Yaralanan barış ve emek dostlarından Damla Yeltekin’in “Biz barış istiyoruz. Barışın gelmesi için elimizden gelen her şeyi yapmaya devam edeceğiz. Biz insanlığın ateşini Prometheus`tan aldık. Yoldaşlarımız ile birlikte taşıdık. Bunun uğruna yoldaşlarımızı kaybettik. Kaybettiğimiz yoldaşlarımızın gülüşlerini alanlarda, fabrikalarda üniversitelerde anlatma zamanı"şeklindeki yaklaşımı hepimize örnek olacak bir kararlık örneği oluşturmaktadır.
Yine yaralanan Bülent Koregi arkadaşımız yaralandığı günün akşamında duygularını;”onurlu bir barışa nişan koymuştuk...maalesef beceremedik..sinsice adice kalleşçe bu oyunlarını Ankara’da sergilediler...bunu yapanlar korkak İnsanlardır..ben korkmuyorum...”şeklinde dile getirmiştir.
İhsan arkadaşımız, tedavi gördüğü hastanede, başbakanın göstermelik politikalarına alet olmamak adına kararlılığını ortaya koymuş ve başbakanın ziyaretini ret etmiştir.

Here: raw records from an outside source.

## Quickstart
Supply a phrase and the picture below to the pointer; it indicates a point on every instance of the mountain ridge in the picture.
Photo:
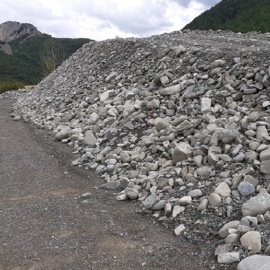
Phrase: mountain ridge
(27, 55)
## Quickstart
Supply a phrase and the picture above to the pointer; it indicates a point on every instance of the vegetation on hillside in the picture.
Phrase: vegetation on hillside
(235, 15)
(10, 86)
(29, 60)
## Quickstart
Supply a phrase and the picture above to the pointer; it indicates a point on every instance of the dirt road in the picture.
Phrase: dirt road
(45, 224)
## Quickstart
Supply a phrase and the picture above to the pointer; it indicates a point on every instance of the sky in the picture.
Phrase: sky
(104, 19)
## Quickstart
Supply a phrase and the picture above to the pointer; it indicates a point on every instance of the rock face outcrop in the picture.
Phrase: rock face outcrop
(10, 31)
(166, 117)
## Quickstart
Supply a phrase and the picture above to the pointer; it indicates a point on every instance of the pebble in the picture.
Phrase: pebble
(254, 262)
(176, 122)
(252, 240)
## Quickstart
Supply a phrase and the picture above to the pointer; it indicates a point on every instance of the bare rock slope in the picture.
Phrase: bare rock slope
(178, 121)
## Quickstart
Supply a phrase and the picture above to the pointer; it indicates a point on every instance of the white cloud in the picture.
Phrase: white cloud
(102, 19)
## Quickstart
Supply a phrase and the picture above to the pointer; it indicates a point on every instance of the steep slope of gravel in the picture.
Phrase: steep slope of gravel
(178, 121)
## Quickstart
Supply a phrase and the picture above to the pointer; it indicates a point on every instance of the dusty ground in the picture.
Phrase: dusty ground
(45, 224)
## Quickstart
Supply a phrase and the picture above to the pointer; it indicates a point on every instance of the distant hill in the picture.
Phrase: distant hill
(27, 55)
(235, 15)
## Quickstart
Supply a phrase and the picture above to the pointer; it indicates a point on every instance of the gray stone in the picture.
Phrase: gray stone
(230, 257)
(261, 133)
(110, 77)
(218, 63)
(159, 205)
(170, 90)
(131, 193)
(110, 185)
(224, 231)
(258, 262)
(265, 155)
(153, 104)
(89, 139)
(205, 105)
(223, 190)
(162, 123)
(265, 167)
(181, 152)
(257, 205)
(184, 201)
(246, 189)
(204, 172)
(62, 132)
(195, 193)
(214, 199)
(252, 240)
(179, 230)
(229, 136)
(150, 201)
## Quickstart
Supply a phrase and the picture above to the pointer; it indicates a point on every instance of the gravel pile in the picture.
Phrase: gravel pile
(178, 121)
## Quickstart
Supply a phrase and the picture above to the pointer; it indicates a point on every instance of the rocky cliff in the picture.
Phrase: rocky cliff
(178, 121)
(11, 31)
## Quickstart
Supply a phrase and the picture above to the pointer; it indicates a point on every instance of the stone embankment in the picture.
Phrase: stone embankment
(179, 122)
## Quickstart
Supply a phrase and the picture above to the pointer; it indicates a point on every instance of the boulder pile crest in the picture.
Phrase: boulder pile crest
(178, 121)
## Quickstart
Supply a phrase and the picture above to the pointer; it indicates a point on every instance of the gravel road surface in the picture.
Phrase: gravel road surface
(45, 223)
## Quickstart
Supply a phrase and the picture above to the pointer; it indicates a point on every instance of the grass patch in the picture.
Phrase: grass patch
(6, 86)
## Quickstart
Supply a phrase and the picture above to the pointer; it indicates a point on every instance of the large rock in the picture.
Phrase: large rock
(224, 231)
(252, 240)
(255, 262)
(265, 167)
(257, 205)
(62, 132)
(265, 155)
(170, 90)
(181, 152)
(89, 139)
(230, 257)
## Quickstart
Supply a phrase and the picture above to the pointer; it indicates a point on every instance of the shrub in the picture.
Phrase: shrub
(6, 86)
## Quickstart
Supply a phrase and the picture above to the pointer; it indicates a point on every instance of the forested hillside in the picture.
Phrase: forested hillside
(235, 15)
(34, 58)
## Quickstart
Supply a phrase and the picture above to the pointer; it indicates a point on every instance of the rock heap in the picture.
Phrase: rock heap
(179, 122)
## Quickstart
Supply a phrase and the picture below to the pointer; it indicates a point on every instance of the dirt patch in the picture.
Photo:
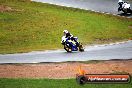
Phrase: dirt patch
(4, 8)
(63, 70)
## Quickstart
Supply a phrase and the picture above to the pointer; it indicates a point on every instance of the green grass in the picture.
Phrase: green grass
(54, 83)
(37, 26)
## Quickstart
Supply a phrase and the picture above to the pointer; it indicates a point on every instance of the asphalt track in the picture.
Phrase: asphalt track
(102, 6)
(121, 50)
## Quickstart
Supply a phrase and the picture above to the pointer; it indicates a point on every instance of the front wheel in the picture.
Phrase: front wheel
(81, 49)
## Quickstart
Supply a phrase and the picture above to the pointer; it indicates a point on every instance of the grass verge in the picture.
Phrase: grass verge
(54, 83)
(28, 26)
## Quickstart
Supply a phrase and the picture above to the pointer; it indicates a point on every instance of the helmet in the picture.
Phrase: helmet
(65, 31)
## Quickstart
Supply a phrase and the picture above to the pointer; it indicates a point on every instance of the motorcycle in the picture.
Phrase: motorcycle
(71, 45)
(124, 7)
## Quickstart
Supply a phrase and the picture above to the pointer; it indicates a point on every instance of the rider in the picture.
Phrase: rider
(120, 2)
(68, 35)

Katledilen 102 barış taraftarının acısı emek demokrasi barış mücadelesinin ateşleyici gücü olacaktır.
Bu katliamlarla, emellerine ulaşmak isteyen diktatör heveslileri amaçlarına ulaşamayacak ve bu katliamın hesabını verecekleri günler mutlaka gelecektir.
Bunun için; “İnadına barış”,”İnadına emek”, “İnadına demokrasi”, “İnadına adalet”,”İnadına eşitlik”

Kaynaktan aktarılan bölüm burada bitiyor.